Immobilienvermittlung ist super, man lernt viele Leute kennen, aber ich war allein in meinem Büro und die Arbeit im Team fehlte mir. Ausserdem wollte ich nach all den Jahren meine Erfahrungen weitergeben. Also schloss ich mein Büro und bot meine Dienste der Naef Neuenburg an, wo ich meine Maklertätigkeit fortsetze, umgeben von Menschen, die ich mag. 2020 wurde ich zudem Investment Manager bei der heutigen Naef Commercial Knight Frank Neuenburg, einer Gesellschaft, welche die Gruppe lanciert hat, um die grössten Investoren, Käufer oder Verkäufer, zu betreuen und ihnen einen professionellen, auf ihre Bedürfnisse zugeschnittenen Service im Bereich Wohn- und Geschäftsimmobilien anzubieten. 

 

Die Gesellschaft Naef Commercial Knight Frank hat sich, wie der Name schon sagt, gerade mit dem britischen Immobiliengiganten Knight Frank zusammengeschlossen.

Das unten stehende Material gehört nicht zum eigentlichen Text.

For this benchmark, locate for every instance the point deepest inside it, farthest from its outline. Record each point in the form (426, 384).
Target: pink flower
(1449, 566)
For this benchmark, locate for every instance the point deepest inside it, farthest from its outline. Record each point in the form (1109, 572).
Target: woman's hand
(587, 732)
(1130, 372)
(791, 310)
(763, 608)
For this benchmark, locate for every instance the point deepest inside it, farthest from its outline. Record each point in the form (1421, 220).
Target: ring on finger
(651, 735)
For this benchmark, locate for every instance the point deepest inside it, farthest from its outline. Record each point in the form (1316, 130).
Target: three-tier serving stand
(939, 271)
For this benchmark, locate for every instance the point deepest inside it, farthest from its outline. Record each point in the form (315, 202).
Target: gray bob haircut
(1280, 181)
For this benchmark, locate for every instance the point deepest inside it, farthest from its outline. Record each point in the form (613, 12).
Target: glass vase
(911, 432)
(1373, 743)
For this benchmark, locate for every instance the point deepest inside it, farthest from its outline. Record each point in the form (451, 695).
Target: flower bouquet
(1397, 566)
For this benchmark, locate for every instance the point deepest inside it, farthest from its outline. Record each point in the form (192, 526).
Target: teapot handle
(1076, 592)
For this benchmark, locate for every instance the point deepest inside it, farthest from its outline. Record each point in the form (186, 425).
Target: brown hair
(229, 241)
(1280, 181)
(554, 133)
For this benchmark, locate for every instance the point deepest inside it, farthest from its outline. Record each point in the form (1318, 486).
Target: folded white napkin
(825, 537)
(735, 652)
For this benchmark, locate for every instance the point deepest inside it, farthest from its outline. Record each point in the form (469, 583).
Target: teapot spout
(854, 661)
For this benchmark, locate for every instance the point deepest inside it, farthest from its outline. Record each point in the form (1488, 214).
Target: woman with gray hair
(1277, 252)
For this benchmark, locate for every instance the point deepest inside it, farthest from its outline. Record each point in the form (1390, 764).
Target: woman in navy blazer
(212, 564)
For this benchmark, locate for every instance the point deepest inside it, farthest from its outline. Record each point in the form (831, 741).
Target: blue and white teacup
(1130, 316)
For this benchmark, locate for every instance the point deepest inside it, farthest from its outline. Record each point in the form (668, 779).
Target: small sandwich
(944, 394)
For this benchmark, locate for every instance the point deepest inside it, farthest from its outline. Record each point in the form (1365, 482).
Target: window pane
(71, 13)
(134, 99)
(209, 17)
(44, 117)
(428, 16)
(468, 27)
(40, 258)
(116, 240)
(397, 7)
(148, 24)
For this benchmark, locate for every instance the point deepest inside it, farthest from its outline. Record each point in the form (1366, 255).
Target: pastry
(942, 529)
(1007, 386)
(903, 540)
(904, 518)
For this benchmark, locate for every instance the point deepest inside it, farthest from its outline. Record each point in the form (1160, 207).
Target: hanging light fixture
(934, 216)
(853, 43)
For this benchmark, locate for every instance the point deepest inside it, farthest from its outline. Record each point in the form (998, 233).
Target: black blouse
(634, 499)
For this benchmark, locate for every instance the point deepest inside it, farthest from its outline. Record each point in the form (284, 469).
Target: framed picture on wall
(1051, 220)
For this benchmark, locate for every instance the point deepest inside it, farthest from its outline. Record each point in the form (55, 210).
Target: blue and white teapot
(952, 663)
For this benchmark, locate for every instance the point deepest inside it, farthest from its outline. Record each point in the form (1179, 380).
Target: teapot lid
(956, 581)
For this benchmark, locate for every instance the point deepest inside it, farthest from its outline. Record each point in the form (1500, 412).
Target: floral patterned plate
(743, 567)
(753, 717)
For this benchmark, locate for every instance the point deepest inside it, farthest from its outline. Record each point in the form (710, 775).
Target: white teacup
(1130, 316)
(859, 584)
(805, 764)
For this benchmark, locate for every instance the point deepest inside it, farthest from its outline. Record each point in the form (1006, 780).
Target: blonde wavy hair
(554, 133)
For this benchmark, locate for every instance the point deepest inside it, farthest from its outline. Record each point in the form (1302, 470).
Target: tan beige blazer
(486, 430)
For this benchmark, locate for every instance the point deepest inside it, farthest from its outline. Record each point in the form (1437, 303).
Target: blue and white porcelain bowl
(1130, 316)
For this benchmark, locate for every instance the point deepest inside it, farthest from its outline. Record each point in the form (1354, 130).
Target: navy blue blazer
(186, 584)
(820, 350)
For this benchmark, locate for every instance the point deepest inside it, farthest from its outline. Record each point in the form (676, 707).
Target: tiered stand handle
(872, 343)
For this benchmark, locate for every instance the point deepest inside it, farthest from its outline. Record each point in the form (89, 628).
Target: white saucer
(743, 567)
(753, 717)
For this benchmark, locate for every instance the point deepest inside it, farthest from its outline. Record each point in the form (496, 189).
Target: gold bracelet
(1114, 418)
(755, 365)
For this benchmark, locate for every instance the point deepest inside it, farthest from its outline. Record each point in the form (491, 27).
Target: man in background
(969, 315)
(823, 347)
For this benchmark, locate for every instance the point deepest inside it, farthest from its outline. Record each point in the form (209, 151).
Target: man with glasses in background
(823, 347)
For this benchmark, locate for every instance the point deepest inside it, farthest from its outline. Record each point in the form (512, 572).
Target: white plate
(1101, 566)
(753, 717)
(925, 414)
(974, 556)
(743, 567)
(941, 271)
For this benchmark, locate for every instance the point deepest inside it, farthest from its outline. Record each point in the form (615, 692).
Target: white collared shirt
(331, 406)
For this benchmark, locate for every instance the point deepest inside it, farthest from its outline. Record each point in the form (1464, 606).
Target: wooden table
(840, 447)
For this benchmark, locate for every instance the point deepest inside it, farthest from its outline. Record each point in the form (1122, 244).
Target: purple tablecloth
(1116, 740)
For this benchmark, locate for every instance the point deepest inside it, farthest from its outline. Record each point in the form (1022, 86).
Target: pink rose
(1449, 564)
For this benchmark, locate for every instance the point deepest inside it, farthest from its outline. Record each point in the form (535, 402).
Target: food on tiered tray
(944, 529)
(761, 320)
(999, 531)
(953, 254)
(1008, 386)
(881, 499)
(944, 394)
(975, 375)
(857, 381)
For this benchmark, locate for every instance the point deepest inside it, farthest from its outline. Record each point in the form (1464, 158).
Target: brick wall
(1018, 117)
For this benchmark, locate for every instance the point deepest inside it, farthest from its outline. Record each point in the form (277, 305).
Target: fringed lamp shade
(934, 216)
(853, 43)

Wird sich dadurch etwas für Sie ändern? 
 

Auf diese Weise wird das Image der Gruppe bei grossen internationalen Investoren gefestigt. An meiner täglichen Arbeit wird sich dadurch nichts ändern. Ich glaube nicht, dass sich diese internationalen Investoren plötzlich für den Immobilienmarkt in der Region Neuenburg und Jura interessieren werden.

 

Beenden wir das Gespräch mit etwas persönlicheren Fragen. Was sind Ihre wichtigsten beruflichen Charaktereigenschaften?

 

Ich bin neugierig, mobil, aber auch zielstrebig, anspruchsvoll und bisweilen unnachgiebig, was auch eine negative Charaktereigenschaft sein kann.

 

Und im Privatleben? 

 

Ich bin meinen Werten treu und es ist mir überaus wichtig, Wort zu halten. Zudem feiere ich gerne, bin grosszügig und liebe es, neue Dinge zu entdecken.

 

Was sind Ihre Hobbys?  
 

Ich mag Kunst, besuche viele Ausstellungen und vor allem lese ich sehr viel. Ein oder zwei Bücher pro Woche.

 

Schliessen wir das Gespräch mit einer Frage ab, die wir immer am Ende stellen: Was würden Sie ändern, wenn Sie die Zeit zurückdrehen könnten?  
 

Nichts.

 

Ist es Stolz oder das Zeichen eines erfolgreichen Lebens? 

 

In meinem Leben boten sich mir zahlreiche Gelegenheiten, die ich zu nutzen wusste. Ich bin zufrieden mit all den Jahren, die ich erleben durfte, mit all den persönlichen und beruflichen Erfahrungen, die ich gesammelt habe. Ich bin gesund, meine Familie gibt mir Rückhalt und liebt mich, und ich bin glücklich. Was will man mehr?